Following the NICE recommendation, NHS England must now make the treatment available within 90 days. NHS Wales is required to provide access within 60 days.

Initially, only a relatively small number of people are expected to qualify. Estimates suggest around 1,100 people could be eligible during the first year, with approximately 800 additional people becoming eligible each year thereafter.

However, experts believe those numbers could increase as awareness grows and more people are identified before symptoms develop.

The approval may also encourage further investment in screening programmes and research into additional immune-based treatments.

What could this mean for the future of type 1 diabetes?

Teplizumab is not a cure and it does not prevent type 1 diabetes completely.

People who receive the treatment are still expected to develop type 1 diabetes eventually. The goal is to delay that progression rather than stop it altogether.

Even so, many researchers see this approval as the beginning of something bigger.

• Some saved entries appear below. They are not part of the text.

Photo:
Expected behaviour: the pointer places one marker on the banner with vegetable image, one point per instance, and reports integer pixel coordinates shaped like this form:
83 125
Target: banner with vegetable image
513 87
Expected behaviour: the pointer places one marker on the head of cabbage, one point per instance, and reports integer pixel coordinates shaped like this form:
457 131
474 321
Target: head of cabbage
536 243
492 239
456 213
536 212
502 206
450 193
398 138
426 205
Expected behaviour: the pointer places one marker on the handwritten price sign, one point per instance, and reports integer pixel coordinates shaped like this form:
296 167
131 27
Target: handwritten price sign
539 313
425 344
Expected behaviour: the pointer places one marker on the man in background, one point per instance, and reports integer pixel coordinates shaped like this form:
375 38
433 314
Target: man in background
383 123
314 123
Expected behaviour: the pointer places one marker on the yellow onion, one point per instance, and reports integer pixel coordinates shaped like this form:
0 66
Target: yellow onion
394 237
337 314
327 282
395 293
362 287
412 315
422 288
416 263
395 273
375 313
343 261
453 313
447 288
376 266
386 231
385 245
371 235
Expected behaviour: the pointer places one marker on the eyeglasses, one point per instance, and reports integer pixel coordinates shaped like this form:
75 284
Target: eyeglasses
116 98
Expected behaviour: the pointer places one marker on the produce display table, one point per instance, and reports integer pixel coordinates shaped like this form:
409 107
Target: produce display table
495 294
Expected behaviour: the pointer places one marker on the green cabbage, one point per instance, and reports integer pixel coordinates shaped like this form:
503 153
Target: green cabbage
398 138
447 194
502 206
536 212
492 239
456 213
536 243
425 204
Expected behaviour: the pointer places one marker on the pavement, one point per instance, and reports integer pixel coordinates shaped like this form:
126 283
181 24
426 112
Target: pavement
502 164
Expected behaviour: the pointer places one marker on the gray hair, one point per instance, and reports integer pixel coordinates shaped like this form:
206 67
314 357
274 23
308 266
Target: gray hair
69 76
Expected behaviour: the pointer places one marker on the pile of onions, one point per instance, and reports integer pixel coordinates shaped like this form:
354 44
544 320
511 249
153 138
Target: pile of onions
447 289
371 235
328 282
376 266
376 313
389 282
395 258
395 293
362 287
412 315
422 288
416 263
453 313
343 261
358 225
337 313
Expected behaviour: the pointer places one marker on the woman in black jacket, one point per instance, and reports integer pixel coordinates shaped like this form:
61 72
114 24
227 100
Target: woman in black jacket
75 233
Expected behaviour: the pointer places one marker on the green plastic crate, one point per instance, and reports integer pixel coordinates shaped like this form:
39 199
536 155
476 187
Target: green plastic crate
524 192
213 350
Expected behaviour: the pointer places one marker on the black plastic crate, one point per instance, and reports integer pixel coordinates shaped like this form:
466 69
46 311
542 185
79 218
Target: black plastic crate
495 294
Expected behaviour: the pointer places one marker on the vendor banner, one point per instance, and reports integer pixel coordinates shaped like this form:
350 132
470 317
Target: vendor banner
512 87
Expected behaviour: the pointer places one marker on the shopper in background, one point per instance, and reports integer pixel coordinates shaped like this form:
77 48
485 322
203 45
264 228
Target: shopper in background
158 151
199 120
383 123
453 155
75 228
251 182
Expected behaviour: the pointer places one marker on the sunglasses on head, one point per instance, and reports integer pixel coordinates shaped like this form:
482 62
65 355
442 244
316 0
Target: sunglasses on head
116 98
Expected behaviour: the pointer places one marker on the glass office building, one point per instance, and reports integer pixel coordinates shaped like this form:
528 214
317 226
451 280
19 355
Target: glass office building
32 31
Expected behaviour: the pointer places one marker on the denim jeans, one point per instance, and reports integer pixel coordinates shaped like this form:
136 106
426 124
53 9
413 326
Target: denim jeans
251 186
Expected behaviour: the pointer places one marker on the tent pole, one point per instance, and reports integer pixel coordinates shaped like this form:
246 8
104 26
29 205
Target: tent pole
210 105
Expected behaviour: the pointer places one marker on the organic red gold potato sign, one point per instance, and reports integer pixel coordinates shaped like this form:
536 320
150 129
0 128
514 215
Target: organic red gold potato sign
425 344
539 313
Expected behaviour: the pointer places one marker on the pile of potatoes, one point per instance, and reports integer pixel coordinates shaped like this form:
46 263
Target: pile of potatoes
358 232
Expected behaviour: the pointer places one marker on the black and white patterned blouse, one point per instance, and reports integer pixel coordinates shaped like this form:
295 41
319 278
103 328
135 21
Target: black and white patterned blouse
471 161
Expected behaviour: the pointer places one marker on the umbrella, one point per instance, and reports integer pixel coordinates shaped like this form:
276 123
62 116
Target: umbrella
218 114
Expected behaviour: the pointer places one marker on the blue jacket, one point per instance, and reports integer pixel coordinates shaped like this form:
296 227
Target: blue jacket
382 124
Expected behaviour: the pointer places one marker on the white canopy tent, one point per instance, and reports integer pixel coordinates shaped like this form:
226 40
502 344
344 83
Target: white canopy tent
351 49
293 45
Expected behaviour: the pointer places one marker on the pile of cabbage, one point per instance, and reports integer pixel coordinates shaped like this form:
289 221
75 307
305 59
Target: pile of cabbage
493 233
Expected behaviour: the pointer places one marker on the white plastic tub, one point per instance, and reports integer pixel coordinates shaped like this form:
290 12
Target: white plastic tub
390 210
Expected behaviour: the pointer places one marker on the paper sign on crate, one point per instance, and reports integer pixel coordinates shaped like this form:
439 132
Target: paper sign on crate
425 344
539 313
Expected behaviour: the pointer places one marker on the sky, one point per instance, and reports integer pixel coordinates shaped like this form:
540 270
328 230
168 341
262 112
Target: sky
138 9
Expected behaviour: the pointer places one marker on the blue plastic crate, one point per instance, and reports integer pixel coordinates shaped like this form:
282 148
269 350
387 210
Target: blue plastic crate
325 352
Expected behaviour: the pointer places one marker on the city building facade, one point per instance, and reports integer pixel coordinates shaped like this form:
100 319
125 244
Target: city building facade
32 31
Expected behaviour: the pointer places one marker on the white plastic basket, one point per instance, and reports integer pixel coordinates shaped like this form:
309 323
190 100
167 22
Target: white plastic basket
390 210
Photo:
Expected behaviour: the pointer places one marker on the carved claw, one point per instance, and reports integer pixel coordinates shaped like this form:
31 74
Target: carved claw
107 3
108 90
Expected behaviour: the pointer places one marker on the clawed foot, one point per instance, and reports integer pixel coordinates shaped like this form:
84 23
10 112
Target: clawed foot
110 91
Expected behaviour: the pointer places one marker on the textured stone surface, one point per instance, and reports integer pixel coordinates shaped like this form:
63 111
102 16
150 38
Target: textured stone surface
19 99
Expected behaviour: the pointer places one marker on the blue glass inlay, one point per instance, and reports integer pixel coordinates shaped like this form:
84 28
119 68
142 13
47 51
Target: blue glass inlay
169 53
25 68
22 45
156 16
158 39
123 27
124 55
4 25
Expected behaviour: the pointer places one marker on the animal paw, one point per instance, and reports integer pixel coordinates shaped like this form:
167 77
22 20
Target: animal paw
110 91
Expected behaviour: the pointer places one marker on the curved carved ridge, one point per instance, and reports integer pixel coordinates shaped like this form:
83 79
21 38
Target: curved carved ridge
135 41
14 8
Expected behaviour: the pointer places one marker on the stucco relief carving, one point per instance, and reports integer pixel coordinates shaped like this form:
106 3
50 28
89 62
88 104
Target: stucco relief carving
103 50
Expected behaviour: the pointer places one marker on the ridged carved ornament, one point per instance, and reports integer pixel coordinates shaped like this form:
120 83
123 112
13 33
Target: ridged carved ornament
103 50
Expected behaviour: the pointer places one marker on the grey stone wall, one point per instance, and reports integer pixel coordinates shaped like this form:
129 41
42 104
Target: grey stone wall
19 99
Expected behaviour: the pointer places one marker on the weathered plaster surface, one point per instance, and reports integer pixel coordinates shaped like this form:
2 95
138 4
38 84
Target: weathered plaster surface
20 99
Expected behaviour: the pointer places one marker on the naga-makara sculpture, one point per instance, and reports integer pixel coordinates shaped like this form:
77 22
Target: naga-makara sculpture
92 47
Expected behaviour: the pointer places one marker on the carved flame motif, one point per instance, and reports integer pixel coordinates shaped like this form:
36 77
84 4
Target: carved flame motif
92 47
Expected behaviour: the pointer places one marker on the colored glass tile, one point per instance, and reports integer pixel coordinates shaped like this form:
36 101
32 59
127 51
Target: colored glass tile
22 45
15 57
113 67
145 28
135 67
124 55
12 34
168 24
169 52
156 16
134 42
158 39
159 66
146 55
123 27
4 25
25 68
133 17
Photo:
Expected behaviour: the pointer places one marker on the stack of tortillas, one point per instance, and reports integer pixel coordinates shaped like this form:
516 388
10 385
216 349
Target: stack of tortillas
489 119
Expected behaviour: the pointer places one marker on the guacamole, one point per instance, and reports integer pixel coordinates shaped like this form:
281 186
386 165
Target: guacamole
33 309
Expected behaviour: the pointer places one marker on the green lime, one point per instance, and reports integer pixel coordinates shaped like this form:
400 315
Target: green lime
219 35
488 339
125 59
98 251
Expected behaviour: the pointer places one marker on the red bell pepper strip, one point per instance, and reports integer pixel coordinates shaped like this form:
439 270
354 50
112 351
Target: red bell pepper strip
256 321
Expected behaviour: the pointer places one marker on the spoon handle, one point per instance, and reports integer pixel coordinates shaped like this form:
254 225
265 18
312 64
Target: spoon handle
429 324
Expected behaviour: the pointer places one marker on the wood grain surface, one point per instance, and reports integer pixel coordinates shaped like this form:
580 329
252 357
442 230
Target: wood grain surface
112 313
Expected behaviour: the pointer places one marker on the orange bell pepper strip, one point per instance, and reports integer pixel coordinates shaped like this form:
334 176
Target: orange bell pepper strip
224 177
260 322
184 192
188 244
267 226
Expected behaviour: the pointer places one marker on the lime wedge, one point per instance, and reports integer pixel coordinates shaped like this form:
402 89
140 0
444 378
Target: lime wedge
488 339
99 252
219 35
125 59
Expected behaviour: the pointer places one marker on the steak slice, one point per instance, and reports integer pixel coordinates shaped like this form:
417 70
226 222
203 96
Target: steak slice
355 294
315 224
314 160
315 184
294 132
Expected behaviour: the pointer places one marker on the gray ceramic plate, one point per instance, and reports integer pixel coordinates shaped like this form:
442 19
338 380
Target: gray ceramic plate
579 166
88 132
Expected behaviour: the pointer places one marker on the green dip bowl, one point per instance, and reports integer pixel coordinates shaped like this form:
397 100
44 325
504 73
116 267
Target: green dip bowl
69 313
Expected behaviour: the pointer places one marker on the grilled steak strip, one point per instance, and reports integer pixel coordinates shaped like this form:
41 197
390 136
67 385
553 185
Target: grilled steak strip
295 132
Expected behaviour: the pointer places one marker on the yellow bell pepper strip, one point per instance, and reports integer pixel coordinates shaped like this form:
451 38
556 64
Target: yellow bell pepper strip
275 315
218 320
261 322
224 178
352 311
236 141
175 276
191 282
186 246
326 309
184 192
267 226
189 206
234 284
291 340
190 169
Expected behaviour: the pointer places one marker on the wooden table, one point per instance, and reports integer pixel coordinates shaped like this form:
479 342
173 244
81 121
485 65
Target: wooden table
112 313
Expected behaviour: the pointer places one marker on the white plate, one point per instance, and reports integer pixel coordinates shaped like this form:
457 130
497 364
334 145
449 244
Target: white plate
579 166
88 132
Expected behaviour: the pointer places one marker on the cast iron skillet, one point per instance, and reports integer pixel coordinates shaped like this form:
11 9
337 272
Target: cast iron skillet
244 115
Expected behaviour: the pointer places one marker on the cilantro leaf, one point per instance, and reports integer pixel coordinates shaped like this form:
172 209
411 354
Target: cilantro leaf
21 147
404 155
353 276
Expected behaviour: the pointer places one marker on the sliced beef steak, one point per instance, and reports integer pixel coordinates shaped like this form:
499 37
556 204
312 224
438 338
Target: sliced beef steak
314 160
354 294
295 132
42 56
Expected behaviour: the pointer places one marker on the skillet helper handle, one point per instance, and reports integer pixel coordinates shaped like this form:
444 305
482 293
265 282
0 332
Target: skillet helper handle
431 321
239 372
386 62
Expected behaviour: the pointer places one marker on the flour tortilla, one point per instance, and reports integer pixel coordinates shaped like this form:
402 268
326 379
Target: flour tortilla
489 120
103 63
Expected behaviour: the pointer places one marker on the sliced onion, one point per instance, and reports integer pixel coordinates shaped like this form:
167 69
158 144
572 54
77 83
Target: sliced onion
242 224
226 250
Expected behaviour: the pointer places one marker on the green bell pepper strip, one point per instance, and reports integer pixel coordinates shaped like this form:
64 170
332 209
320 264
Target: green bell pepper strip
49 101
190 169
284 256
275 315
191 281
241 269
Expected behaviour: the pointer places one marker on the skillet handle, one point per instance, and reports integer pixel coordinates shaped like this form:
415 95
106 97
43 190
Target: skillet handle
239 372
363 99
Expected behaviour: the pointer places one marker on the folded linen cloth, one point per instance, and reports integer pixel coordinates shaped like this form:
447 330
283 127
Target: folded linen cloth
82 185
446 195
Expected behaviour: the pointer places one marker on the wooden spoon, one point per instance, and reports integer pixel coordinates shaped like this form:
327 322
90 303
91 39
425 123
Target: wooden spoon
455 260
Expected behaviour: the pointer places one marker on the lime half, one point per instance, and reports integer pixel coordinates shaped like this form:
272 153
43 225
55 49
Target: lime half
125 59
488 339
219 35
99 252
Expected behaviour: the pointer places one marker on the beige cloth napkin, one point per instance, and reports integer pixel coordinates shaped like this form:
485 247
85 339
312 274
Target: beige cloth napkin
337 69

For decades, the focus of diabetes technology has been on improving management after diagnosis. Today's insulin pumps, CGMs and hybrid-closed loop systems have transformed life for many people with type 1 diabetes, but they do not change the underlying disease process.

Teplizumab is the first approved treatment that attempts to intervene before symptoms appear.

However, teplizumab is unlikely to be the last treatment of its kind.

Researchers are already investigating several other immune-based therapies that aim to slow, modify or interrupt the autoimmune attack responsible for type 1 diabetes.

One of the best-known examples is abatacept (Orencia), a treatment already used for rheumatoid arthritis. Clinical studies have suggested it may slow progression through the early stages of type 1 diabetes and help preserve insulin-producing beta cells.

Another candidate is golimumab (Simponi). Originally developed for inflammatory conditions such as ulcerative colitis and rheumatoid arthritis, the drug has shown encouraging results in preserving insulin production in people recently diagnosed with type 1 diabetes.

Researchers are also studying rituximab, which targets B-cells involved in the autoimmune response. Some scientists believe combination approaches involving drugs such as rituximab and abatacept may ultimately prove more effective than a single therapy alone.

Other research is exploring regulatory T-cell therapies, immune-modifying vaccines, stem-cell derived beta cell replacement and encapsulated islet cell technologies.

The long-term goal is not simply to delay type 1 diabetes by a few years, but to preserve insulin production for much longer periods or potentially prevent progression altogether in some people.

Many scientists believe the future may involve combinations of therapies that target different parts of the immune system, rather than relying on a single treatment.

That means today's announcement may be remembered not only because teplizumab became available on the NHS, but because it marked the moment type 1 diabetes treatment began moving beyond monitoring risk and towards actively changing the course of the disease.

For now, teplizumab offers something that has never previously been available through the NHS: extra time.

For people already living with type 1 diabetes, today's approval will not change daily management. But for future generations identified before symptoms develop, it could represent the first step towards a very different future for type 1 diabetes.